Dan Chovanec, CG Schmidt Inc.
IB’s Professional of the Week is the premier way to meet Dane County’s professionals. This week features Dan Chovanec, general manager, CG Schmidt Inc.
(page 1 of 2)
What are the most challenging and rewarding aspects of your job and why?
Every construction project, from small-scale office renovations to the multimillion-dollar mega-projects has challenges. Honestly, construction is challenging from project kickoff to when the client moves into the building and beyond! There are so many moving pieces to manage including market fluctuations, tight labor conditions, and even just basic things like bad weather, that it’s almost a wonder at times how we get projects off of the ground and keep them on budget and on schedule. But in the end, I have an amazing team of very experienced men and women here in Madison and it’s incredibly rewarding to see what we can build and how it really changes the lives of our clients.
Who do you look up to or admire in business and why?

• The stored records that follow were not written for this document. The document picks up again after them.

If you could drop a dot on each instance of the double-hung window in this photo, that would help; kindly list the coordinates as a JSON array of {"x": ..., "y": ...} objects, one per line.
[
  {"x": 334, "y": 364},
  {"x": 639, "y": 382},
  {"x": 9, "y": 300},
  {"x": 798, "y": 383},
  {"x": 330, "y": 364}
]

John Burke, president of Trek Bicycles. What Trek as a company has become since its inception in the ’70s and how it’s contributed not just to the Madison region in job creation and philanthropy, but globally as well, is nothing short of amazing. As a manager, I’ve also been consistently inspired by how good of a job Trek has done at promoting wellness at work and a company culture that supports it. (The bikes are pretty great, too.)

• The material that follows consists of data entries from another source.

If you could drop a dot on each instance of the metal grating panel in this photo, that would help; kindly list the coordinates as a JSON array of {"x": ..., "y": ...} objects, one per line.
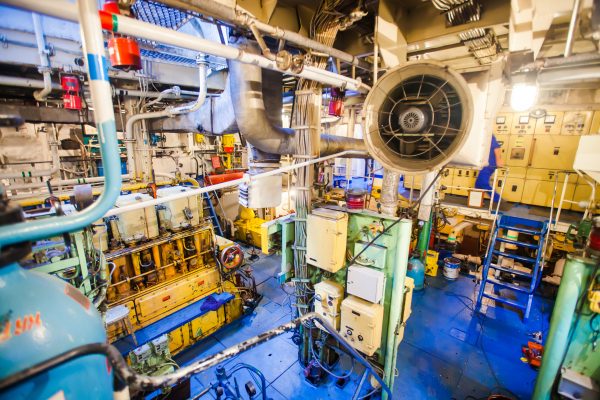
[{"x": 159, "y": 14}]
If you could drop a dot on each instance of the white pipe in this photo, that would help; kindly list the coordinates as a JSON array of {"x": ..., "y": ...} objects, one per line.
[
  {"x": 245, "y": 179},
  {"x": 41, "y": 95},
  {"x": 131, "y": 27},
  {"x": 168, "y": 112}
]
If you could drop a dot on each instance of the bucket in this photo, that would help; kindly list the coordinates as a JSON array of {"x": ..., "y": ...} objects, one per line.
[{"x": 451, "y": 268}]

What has been the high point of your career so far?
After relocating to the Madison area a little over three years ago to serve as CG Schmidt’s Madison office operations executive, I was recently promoted to managing the entire office and our Western operations. Our firm has been building projects in Dane County since the 1960s, and since we officially opened an office here in 2006, we’ve really grown into a force to be reckoned within the Madison market and that’s due to our very talented staff. It’s absolutely the highlight of my career to work alongside, and now lead, our Madison team.
Thinking back on your career, what advice would you give your 21-year-old self?
Learn to let go and delegate! As an engineer and “hands-on” kind of guy, it took me a long time to be able to hand off direct control over projects to other people and focus on the overall operations and management — big picture things. I wish I would have learned earlier on how to let go of some things and trust them to other people, so I could keep focused on the overall project.